The presence of a monoclonal gammopathy was associated with an increased risk of ESRD in age- and gender-adjusted analyses, but adjustment for renal function rendered this association nonsignificant. However, the point estimate was 1.39 and with only 35 patients in the group it remains possible that MGUS does increase the risk of ESRD in people with CKD. Interestingly, the Mayo Clinic group showed that almost 10% of the 0.8% of the general population who have LC MGUS (according to their definition) have known renal disease, and about 15% develop it subsequent to the diagnosis of MGUS. However, the presence of LC MGUS did not appear to increase the risk of subsequent kidney disease, whereas any MGUS (IFE or light-chain only) was reported to increase the risk of subsequent kidney disease (28). This relationship was not seen in the present study.

A monoclonal gammopathy was not significantly associated with an increased risk of death in age- and gender-adjusted analyses, although the CI could not exclude a real increase in risk existing of up to 50% (due to relatively few deaths occurring among patients with MGUS). Indeed, other research has shown that patients with MGUS are more likely to die of an unrelated disease than from progression of their gammopathy to a disease phenotype (29).
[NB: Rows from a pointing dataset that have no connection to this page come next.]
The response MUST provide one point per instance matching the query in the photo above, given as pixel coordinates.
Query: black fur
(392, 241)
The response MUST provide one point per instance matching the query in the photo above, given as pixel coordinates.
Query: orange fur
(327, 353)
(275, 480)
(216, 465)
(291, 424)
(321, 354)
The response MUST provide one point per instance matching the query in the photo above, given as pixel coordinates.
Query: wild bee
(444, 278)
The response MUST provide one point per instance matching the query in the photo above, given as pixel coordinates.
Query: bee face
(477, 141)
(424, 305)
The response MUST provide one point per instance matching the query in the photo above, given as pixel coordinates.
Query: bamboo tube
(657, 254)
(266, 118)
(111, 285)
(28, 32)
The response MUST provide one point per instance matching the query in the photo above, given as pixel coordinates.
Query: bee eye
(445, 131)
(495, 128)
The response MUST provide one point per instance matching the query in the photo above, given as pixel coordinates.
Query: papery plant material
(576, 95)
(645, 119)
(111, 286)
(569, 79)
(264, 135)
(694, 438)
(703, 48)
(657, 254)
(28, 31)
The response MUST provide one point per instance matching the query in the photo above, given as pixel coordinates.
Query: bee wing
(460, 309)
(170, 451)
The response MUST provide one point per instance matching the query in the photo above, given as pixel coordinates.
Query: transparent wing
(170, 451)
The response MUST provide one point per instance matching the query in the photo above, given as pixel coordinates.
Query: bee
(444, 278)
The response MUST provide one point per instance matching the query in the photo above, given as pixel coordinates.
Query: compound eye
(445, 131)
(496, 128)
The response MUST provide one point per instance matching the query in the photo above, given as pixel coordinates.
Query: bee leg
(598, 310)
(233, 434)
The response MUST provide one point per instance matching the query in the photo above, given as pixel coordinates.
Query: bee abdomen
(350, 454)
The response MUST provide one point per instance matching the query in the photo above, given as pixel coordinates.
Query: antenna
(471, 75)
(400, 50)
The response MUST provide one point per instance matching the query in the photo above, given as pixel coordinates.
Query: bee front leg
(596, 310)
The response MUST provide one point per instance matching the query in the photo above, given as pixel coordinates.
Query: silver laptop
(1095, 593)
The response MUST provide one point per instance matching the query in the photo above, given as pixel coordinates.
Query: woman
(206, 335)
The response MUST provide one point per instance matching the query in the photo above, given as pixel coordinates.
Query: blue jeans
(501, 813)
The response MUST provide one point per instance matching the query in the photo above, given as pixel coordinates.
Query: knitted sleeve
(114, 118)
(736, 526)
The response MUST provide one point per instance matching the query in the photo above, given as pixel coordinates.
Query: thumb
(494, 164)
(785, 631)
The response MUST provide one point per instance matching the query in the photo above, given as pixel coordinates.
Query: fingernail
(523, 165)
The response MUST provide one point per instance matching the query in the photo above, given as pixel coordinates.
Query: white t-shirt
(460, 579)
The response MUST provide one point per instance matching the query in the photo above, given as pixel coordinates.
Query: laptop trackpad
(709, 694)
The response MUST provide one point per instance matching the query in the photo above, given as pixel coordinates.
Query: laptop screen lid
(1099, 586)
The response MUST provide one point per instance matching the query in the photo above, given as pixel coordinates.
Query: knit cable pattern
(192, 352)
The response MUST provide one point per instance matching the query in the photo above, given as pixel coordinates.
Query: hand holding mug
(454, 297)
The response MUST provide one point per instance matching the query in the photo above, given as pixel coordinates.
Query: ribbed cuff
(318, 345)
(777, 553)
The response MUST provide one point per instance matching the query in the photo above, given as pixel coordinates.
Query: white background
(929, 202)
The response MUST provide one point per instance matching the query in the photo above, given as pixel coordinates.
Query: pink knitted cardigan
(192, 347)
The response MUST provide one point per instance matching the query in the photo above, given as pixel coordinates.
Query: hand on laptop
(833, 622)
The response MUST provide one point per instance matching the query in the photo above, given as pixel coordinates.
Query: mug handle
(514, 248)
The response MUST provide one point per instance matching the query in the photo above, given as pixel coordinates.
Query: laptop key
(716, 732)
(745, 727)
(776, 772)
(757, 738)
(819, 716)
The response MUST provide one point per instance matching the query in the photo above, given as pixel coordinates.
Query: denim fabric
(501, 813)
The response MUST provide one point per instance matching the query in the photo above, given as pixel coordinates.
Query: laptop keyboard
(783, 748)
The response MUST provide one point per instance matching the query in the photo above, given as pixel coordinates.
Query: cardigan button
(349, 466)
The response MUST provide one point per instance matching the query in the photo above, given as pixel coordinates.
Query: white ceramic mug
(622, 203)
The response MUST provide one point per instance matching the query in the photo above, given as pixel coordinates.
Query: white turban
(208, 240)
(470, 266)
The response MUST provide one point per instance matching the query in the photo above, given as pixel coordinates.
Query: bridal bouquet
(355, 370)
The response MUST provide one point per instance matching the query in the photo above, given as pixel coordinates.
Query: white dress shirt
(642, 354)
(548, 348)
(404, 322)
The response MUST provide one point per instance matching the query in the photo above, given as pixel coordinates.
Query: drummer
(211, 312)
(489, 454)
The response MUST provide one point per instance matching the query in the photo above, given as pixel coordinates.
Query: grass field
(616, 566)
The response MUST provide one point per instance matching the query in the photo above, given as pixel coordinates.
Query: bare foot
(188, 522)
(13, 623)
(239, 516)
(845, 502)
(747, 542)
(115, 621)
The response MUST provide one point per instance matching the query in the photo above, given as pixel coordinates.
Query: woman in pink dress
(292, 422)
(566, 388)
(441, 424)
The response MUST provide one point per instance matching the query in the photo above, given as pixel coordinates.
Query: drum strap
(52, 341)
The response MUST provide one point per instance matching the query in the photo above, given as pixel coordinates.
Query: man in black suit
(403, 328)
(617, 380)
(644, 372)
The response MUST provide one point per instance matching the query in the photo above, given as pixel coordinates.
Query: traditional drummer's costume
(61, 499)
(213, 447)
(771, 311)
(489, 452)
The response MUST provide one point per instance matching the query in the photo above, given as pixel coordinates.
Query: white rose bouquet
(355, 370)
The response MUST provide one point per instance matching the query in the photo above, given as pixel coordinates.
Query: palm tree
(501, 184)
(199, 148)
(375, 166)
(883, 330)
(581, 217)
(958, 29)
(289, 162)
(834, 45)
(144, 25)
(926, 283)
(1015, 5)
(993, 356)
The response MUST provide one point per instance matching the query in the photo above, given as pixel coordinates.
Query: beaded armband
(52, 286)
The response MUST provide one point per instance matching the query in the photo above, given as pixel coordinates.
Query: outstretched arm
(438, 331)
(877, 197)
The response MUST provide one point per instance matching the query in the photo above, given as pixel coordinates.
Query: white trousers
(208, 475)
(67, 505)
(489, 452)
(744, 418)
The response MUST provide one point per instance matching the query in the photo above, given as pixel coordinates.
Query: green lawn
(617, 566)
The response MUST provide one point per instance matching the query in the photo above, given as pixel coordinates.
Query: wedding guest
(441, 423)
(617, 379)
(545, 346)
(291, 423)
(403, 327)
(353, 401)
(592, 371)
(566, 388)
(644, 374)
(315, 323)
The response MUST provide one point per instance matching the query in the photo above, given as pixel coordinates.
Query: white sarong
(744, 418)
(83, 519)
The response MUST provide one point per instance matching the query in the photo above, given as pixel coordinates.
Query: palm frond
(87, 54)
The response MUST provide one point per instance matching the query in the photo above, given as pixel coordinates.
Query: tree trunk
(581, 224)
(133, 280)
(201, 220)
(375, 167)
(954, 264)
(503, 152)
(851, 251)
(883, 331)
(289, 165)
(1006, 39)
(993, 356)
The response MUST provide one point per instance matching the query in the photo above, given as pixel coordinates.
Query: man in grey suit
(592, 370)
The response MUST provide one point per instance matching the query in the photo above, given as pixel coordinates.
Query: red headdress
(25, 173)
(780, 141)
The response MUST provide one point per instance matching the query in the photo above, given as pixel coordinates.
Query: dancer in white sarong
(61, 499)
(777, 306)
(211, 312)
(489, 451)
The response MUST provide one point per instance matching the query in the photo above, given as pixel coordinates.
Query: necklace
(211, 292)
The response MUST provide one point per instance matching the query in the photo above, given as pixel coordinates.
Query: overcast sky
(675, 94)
This would be especially true in this cohort where the advanced nature of the renal disease puts them at a significantly higher risk of all-cause mortality, especially cardiovascular disease (4,5), than patients with MGUS and preserved renal function. Certain diseases associated both with a monoclonal gammopathy and shortened survival (e.g., myeloma, primary amyloidosis, and light chain deposition disease) were not represented in this cohort, suggesting that they are uncommon enough not to significantly affect the relationship between a monoclonal gammopathy and outcome in the referred CKD population.

Polyclonal Gammopathy

Neither polyclonal excess of κ nor λ FLCs (or total sFLC concentration) was associated with an excess risk of ESRD once eGFR was taken into account. Such elevations are very common in a wide variety of inflammatory and infectious diseases, which are not frequently associated with renal impairment (12). Conceptually there are two principal reasons why polyclonal sFLCs could have been associated with progressive renal disease. First, excessive sFLC endocytosis by proximal tubular cells (PTCs) can induce a spectrum of inflammatory effects that include activation of redox pathways, nuclear factor–κB, and mitogen-activated protein kinases, leading to transcription of inflammatory and profibrotic cytokines, such as IL-6, MCP-1, IL-8, and TGF-β1 (3036). Excessive FLC endocytosis can trigger apoptotic pathways and can also alter the PTC phenotype into fibroblasts through epithelial-mesenchymal transition. Potentially, as renal function declines and hyperfiltration becomes significant, polyclonal FLCs could result in similar inflammatory cascades. Second, with reducing nephron mass, higher levels of FLCs are presented to the distal tubules and proteinaceous casts consisting of many proteins (including of κ and λ FLCs) are a frequent finding in renal pathology; whether they are causally related to progression of the primary renal disease is unclear. This cohort does not, however, provide epidemiologic data to support these hypotheses.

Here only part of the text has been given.